Adversarial ML risk governance and testing refers to the processes and frameworks established to identify, assess, and mitigate risks posed by adversarial attacks on machine learning systems. It involves implementing robust policies, monitoring practices, and systematic testing to evaluate how models respond to malicious inputs or manipulations. This governance ensures that machine learning models remain reliable, secure, and compliant with ethical standards, safeguarding them against vulnerabilities that could be exploited by attackers.
Adversarial ML risk governance and testing refers to the processes and frameworks established to identify, assess, and mitigate risks posed by adversarial attacks on machine learning systems. It involves implementing robust policies, monitoring practices, and systematic testing to evaluate how models respond to malicious inputs or manipulations. This governance ensures that machine learning models remain reliable, secure, and compliant with ethical standards, safeguarding them against vulnerabilities that could be exploited by attackers.

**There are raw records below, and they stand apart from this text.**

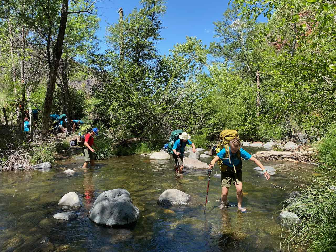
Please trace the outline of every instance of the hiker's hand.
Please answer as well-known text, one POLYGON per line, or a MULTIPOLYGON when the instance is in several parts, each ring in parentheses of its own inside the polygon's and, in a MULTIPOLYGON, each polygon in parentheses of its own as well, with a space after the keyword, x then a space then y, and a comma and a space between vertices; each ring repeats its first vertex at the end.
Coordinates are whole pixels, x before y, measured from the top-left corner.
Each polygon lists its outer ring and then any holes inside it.
POLYGON ((268 174, 267 171, 264 173, 264 176, 265 176, 265 177, 266 178, 267 180, 269 179, 269 178, 270 177, 270 176, 268 174))

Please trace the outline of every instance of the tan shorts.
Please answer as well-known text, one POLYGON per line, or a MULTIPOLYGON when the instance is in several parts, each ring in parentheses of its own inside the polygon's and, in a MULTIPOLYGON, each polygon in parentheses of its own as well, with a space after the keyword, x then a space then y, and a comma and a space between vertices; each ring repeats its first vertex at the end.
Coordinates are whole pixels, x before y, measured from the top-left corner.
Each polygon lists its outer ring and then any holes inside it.
MULTIPOLYGON (((242 183, 243 176, 242 170, 239 170, 237 171, 236 175, 240 183, 242 183)), ((221 185, 222 187, 230 187, 231 186, 231 182, 233 180, 234 184, 236 183, 234 173, 230 171, 221 171, 220 180, 221 181, 221 185)))
POLYGON ((94 160, 93 153, 88 149, 84 149, 84 161, 89 162, 91 160, 94 160))

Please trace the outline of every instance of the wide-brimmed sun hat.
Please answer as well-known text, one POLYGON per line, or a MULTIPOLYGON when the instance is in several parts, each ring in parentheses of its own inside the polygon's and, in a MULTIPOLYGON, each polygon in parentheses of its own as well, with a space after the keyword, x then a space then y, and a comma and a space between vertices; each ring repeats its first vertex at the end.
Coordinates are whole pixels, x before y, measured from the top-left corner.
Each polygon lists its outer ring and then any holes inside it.
POLYGON ((178 136, 178 138, 180 139, 183 139, 184 140, 187 140, 188 139, 190 139, 191 137, 186 132, 183 132, 178 136))

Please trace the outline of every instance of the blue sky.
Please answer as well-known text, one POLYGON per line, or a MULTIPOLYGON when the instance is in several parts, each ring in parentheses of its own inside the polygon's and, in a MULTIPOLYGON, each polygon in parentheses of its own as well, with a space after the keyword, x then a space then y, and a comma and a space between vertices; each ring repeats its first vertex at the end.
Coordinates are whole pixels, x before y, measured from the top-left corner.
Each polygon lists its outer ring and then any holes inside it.
MULTIPOLYGON (((228 1, 211 0, 168 0, 167 12, 162 19, 166 29, 161 31, 165 39, 159 42, 157 48, 162 54, 168 54, 169 49, 177 43, 185 41, 185 36, 196 36, 203 44, 208 45, 213 41, 214 26, 213 22, 221 20, 223 13, 227 8, 228 1)), ((124 10, 126 16, 135 7, 140 7, 137 0, 105 0, 99 3, 98 14, 101 19, 98 36, 104 40, 105 29, 108 24, 117 22, 119 18, 118 10, 124 10)), ((103 50, 106 46, 100 46, 103 50)))

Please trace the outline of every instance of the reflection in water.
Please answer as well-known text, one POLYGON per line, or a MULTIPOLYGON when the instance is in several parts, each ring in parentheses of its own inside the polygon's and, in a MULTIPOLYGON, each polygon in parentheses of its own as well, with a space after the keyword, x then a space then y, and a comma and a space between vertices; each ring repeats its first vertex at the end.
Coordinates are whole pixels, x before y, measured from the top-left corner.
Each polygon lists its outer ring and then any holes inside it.
POLYGON ((296 164, 296 170, 301 170, 288 178, 288 164, 265 162, 278 174, 265 181, 256 175, 253 164, 246 162, 243 178, 248 193, 243 204, 249 212, 237 211, 233 191, 228 196, 230 205, 219 209, 220 179, 212 177, 204 215, 207 171, 186 168, 183 178, 176 179, 173 160, 129 157, 97 163, 97 168, 85 170, 78 168, 80 161, 63 163, 62 167, 76 170, 71 176, 54 168, 49 172, 0 173, 0 251, 280 251, 273 215, 287 193, 279 187, 290 191, 302 169, 310 169, 296 164), (95 200, 104 191, 119 188, 128 191, 140 210, 136 224, 112 228, 93 223, 87 215, 95 200), (190 195, 193 205, 158 206, 159 196, 170 188, 190 195), (82 207, 77 211, 57 205, 70 192, 79 197, 82 207), (69 211, 78 217, 71 222, 52 218, 69 211))

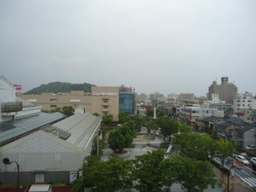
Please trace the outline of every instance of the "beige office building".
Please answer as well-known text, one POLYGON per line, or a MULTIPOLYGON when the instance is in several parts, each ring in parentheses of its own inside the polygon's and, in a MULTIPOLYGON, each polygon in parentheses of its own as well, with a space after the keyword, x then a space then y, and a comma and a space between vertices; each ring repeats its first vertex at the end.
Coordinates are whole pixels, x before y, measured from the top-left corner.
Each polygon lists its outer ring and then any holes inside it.
POLYGON ((237 93, 237 88, 235 84, 228 83, 228 77, 221 77, 221 84, 218 84, 217 81, 213 81, 212 84, 209 87, 208 95, 209 99, 211 99, 212 94, 219 94, 220 99, 225 100, 227 104, 233 104, 237 93))
POLYGON ((36 106, 42 106, 44 110, 50 111, 65 106, 72 106, 74 108, 83 107, 87 112, 98 113, 101 116, 113 114, 113 120, 118 120, 118 86, 93 86, 92 93, 72 91, 71 93, 44 93, 41 95, 21 94, 19 97, 36 106))

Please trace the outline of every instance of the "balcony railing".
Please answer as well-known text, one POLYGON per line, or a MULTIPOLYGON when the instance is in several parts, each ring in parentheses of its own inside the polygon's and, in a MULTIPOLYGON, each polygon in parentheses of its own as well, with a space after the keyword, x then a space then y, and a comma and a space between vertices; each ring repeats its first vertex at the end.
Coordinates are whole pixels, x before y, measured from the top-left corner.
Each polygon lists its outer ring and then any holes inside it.
POLYGON ((13 113, 22 111, 22 102, 8 102, 1 103, 1 113, 13 113))

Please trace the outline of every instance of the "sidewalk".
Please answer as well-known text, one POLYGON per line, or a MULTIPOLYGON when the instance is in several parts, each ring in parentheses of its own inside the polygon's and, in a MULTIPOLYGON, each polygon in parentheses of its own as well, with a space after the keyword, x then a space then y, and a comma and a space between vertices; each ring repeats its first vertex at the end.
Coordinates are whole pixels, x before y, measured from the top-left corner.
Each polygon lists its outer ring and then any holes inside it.
MULTIPOLYGON (((227 177, 228 175, 220 170, 216 167, 214 167, 213 171, 214 173, 219 177, 227 187, 227 177)), ((246 186, 245 184, 242 183, 241 180, 237 178, 232 177, 231 175, 229 177, 229 189, 230 192, 252 192, 253 190, 250 189, 246 186)), ((226 190, 227 191, 227 190, 226 190)))

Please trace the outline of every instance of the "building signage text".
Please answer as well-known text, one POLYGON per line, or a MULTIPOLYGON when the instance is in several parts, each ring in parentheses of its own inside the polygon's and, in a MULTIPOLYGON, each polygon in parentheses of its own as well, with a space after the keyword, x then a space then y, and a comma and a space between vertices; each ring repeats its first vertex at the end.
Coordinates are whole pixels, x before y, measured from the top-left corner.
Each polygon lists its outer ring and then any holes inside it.
POLYGON ((117 93, 92 93, 93 96, 117 96, 117 93))

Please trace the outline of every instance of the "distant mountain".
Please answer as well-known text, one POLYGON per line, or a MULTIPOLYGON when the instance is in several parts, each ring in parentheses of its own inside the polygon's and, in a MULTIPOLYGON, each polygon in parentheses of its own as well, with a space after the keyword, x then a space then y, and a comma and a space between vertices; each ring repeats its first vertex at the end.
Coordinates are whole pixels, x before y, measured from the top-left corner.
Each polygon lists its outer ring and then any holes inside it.
POLYGON ((82 91, 91 92, 92 86, 95 86, 90 83, 70 83, 65 82, 52 82, 47 84, 41 84, 27 92, 25 94, 41 94, 41 93, 69 93, 71 91, 82 91))

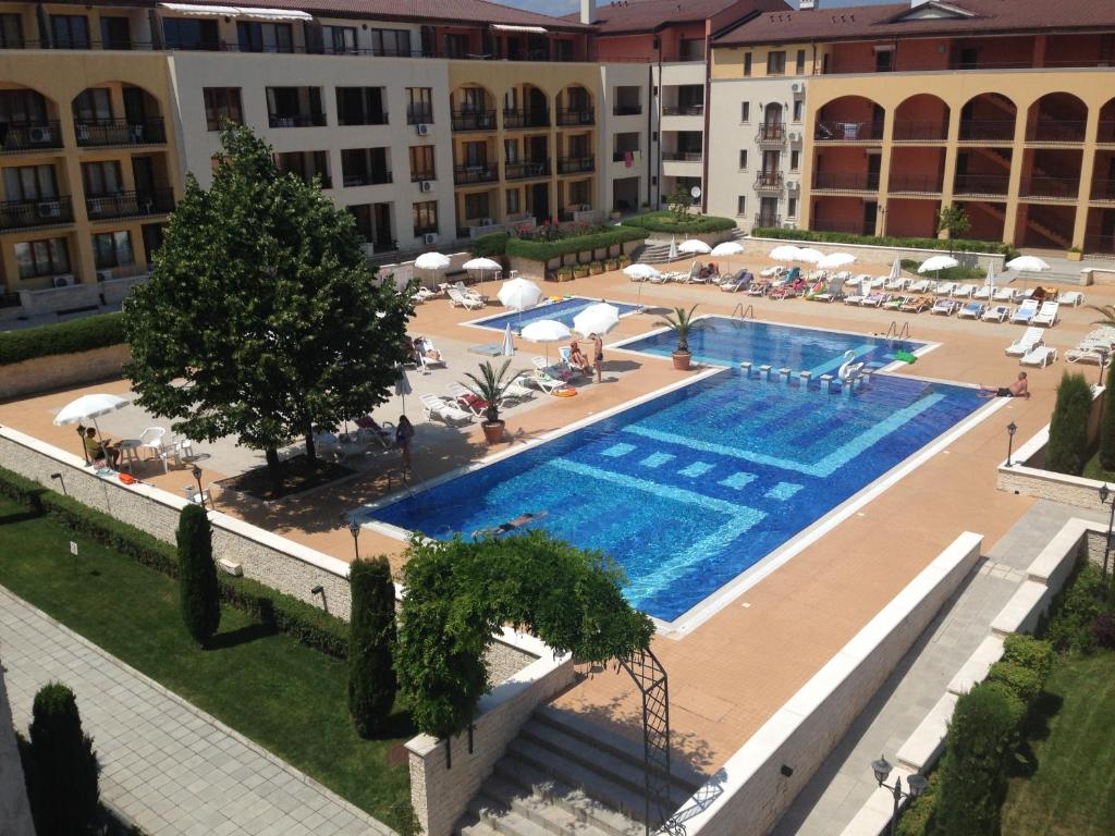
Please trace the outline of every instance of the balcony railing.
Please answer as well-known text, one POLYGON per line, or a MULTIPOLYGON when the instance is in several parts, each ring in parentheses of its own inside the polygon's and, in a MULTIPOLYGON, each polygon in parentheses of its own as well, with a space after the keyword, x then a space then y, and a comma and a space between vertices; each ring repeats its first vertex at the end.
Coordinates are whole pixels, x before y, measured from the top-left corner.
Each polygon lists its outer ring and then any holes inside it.
POLYGON ((883 123, 825 119, 817 123, 813 137, 822 143, 874 142, 883 138, 883 123))
POLYGON ((516 128, 549 128, 550 110, 549 108, 539 108, 533 110, 530 108, 504 108, 503 126, 508 130, 516 128))
POLYGON ((28 152, 62 147, 62 132, 57 121, 0 123, 0 150, 28 152))
POLYGON ((944 121, 923 119, 901 119, 894 123, 894 142, 909 143, 917 140, 941 142, 949 136, 949 125, 944 121))
POLYGON ((594 117, 591 108, 568 108, 558 111, 558 124, 562 127, 573 125, 592 125, 594 117))
POLYGON ((591 154, 586 157, 562 157, 558 161, 558 174, 580 174, 597 168, 597 158, 591 154))
POLYGON ((83 148, 104 145, 162 145, 166 129, 162 118, 78 119, 74 123, 77 144, 83 148))
POLYGON ((454 130, 495 130, 495 110, 454 110, 454 130))
POLYGON ((1027 177, 1019 194, 1022 197, 1059 197, 1076 200, 1080 181, 1076 177, 1027 177))
POLYGON ((957 194, 1005 195, 1010 186, 1006 174, 958 174, 952 191, 957 194))
POLYGON ((813 175, 813 187, 838 192, 875 192, 879 175, 871 172, 817 172, 813 175))
POLYGON ((74 223, 74 204, 69 197, 0 203, 0 230, 28 230, 32 226, 69 223, 74 223))
POLYGON ((530 177, 549 177, 549 159, 524 159, 517 163, 505 163, 503 166, 505 179, 527 179, 530 177))
POLYGON ((174 210, 174 192, 169 188, 155 188, 149 192, 117 192, 86 197, 85 208, 90 221, 162 215, 174 210))
POLYGON ((453 169, 453 182, 458 186, 471 183, 494 183, 500 179, 498 165, 458 165, 453 169))

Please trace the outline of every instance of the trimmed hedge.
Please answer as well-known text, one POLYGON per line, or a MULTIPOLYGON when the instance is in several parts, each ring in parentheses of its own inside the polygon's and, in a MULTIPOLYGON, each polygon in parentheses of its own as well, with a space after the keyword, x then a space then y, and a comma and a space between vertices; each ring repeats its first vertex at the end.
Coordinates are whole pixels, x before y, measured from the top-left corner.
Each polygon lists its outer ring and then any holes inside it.
MULTIPOLYGON (((627 223, 624 221, 623 223, 627 223)), ((913 250, 951 250, 959 253, 1002 253, 1011 257, 1017 250, 1001 241, 969 241, 968 239, 899 239, 875 235, 855 235, 851 232, 815 232, 812 230, 780 230, 757 226, 752 237, 789 241, 820 241, 826 244, 867 244, 870 246, 905 246, 913 250)))
MULTIPOLYGON (((0 467, 0 495, 37 514, 47 514, 77 534, 178 580, 177 552, 169 543, 120 523, 0 467)), ((221 574, 221 600, 333 659, 348 657, 348 624, 259 581, 221 574)))
POLYGON ((677 221, 673 213, 666 210, 627 217, 620 223, 624 226, 637 226, 648 232, 672 232, 678 235, 691 235, 701 232, 727 232, 728 230, 736 229, 736 222, 730 217, 690 215, 685 221, 677 221))
POLYGON ((103 313, 57 325, 4 331, 0 333, 0 366, 51 354, 75 354, 122 342, 126 342, 123 313, 103 313))
POLYGON ((628 241, 642 241, 650 233, 630 226, 613 226, 608 232, 597 232, 591 235, 573 235, 559 241, 524 241, 511 239, 507 241, 507 255, 531 261, 550 261, 570 253, 603 250, 607 246, 624 244, 628 241))

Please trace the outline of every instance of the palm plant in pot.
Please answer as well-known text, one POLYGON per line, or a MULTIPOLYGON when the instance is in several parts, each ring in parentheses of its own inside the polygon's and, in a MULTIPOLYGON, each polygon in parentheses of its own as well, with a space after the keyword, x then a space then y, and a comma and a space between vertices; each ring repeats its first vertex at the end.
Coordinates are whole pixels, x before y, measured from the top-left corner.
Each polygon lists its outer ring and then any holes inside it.
POLYGON ((663 319, 655 323, 669 328, 677 336, 678 348, 670 357, 673 358, 673 368, 680 371, 686 371, 689 368, 690 359, 692 359, 692 353, 689 351, 689 333, 694 329, 694 311, 696 310, 697 305, 688 311, 685 308, 675 308, 673 313, 667 313, 663 319))
POLYGON ((506 397, 511 385, 523 375, 522 371, 516 371, 507 377, 508 366, 511 366, 511 360, 504 360, 503 366, 496 371, 492 363, 485 360, 481 363, 478 375, 465 372, 465 377, 472 383, 463 383, 463 386, 473 393, 477 401, 484 402, 483 407, 479 402, 475 406, 484 410, 484 421, 481 426, 484 428, 484 438, 488 444, 498 444, 503 440, 504 422, 500 418, 500 404, 506 397))

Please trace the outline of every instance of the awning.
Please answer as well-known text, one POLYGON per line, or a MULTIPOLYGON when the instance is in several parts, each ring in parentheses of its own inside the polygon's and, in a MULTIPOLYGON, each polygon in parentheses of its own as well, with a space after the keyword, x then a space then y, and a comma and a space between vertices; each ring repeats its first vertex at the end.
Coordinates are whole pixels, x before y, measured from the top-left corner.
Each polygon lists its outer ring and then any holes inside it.
POLYGON ((532 35, 545 35, 546 30, 541 26, 512 26, 511 23, 493 23, 492 28, 498 32, 531 32, 532 35))

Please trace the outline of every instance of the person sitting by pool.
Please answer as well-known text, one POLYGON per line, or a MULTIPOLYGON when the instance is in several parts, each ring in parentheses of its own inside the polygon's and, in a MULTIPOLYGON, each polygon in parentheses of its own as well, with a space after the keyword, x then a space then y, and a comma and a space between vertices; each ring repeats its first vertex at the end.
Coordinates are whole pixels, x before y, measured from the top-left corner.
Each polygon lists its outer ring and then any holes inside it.
POLYGON ((1018 379, 1010 386, 1000 386, 998 389, 981 386, 979 388, 981 398, 1029 398, 1030 385, 1026 379, 1026 372, 1018 372, 1018 379))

What is adversarial ML risk governance?
It’s the set of policies, processes, and oversight used to identify, assess, and mitigate risks from adversarial attacks on ML systems, including threat modeling and incident response planning.
What are the core components of an AI governance framework for adversarial ML?
Policies and standards, risk assessment and threat modeling, governance bodies, monitoring and auditing, deployment controls, and regulatory/compliance considerations.
How is adversarial ML testing conducted?
Through systematic testing such as adversarial robustness tests, simulated attacks or red-teaming, data integrity checks, and ongoing production evaluation to measure resilience.
What are common mitigation strategies for adversarial risks in ML?
Adversarial training, robust data pipelines and input validation, monitoring and anomaly detection, layered defenses, and clear incident response plans.